Because at the end of the day, friends don’t come for friends. Not when they have family and lovers who take precedence.
“We should probably be getting some sleep,” Kiran says, snapping me out of my tumultuous thoughts. “Unless there’s anything else you’d like to talk about?”
I blink, then swallow, shaking my head.
Kiran examines me with those molten eyes of his, and for a moment, I worry he sees right through me. But then he tucks his satchel behind his head, propping himself against the cave wall, and closes his eyes.
I can’t help the relief that floods through me when his breathing slows.
I’m aware that it’s a shoddy excuse—claiming I can’t very well tell Kiran now that he’s asleep.

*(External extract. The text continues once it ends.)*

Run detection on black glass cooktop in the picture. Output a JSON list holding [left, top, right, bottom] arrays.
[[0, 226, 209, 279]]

But I nurse the excuse regardless.
Up to this point, I haven’t allowed myself to reconsider the plan.
I need time to think.
Perhaps by morning, I’ll have figured out what to do.
Perhaps the answer will come to me in a dream.
CHAPTER 6
KIRAN
Humans die, rattles a voice, one that wakes me from my deep slumber and lures me to consciousness.
Asha is human, it whispers, its gentle cadence resounding in my skull.
Therefore, Asha…
I snap my eyes open, my breathing ragged as my eyes adjust quickly to the cave. The fire I made to keep us warm through the frigid night still burns, though it waned slightly as I slept.
Humans die, whispers the voice again, and it’s the first time I realize it’s not my own.
Though the voice reverberates in my very bones, it’s as if there’s a source to it, a rope tugging me toward its owner, leading into the gaping maw of the tunnel that stretches behind us and into the depths of the mountain.
Asha is human, it whispers, sounding mournful now, its voice warbling. Therefore, Asha…
No. I try to shake the voice away, but I’ve run the words over so many times in my mind, they’re etched into the very fabric of my consciousness.
I stand, placing my hand against the cool wall of the cavern. As if I need that to guide myself in the dark. As if my fae sight doesn’t adjust on my behalf. As if I can’t make a light source out of the air between my fingertips.
I can save her, whispers the voice, and my heart stops in my chest.
That’s impossible, I mouth back, but I can’t say it aloud, because I know it isn’t true. Not when Blaise, living evidence contrary to my point, sleeps soundlessly across the fire from me, the flames highlighting her features. Though nothing about her pallor indicates health, at least she’s alive.
Here.
With me.
It’s the here with me part that Asha won’t be. Not in a handful of decades, at least.
Bring the girl. She can help too, says the voice, and I find my feet crossing the cavern to obey. When I lean over and scoop Blaise into my arms, I’m shocked that she doesn’t stir, but the thought quickly flees from my mind.
I step over Evander, still fast asleep on the ground, and carry Blaise into the depths of the cave.
The voice calls me, and the further we draw into the recesses of the cavern, the more familiar it sounds, though I can’t quite place it.
Sometimes it’s Asha calling to me, sometimes it’s my mother from the grave. Sometimes it’s a mixture of Lydia’s and Fin’s voices, or how I imagine they would have sounded if they held any affection for me during childhood.
My footsteps hardly make a sound against the damp floor of the cave, though moisture dripping from the stalactites does.
I can help her. I can save her, whispers the voice, and I find I believe it.
The dark tunnels break off into a series of paths, but there’s no question which way is forward, not with that voice tugging on my heart like an anchor to the bow of a ship.
So I follow it into the darkness.
I’m not sure how much time passes before I arrive at what I somehow know in the recesses of my soul is my destination.
The bowels of the mountain swarm with a substance that appears as shadows one moment, a thick mist the next, depending on how the dim lights from the glowing fungi that crust the walls of the cavern shine on it.
You came, my child. You listened. I can help you.
I shake my head. “I don’t need your help. It’s my wife.”
Ahh. Humans die, and Asha is human. This is your fear, your problem.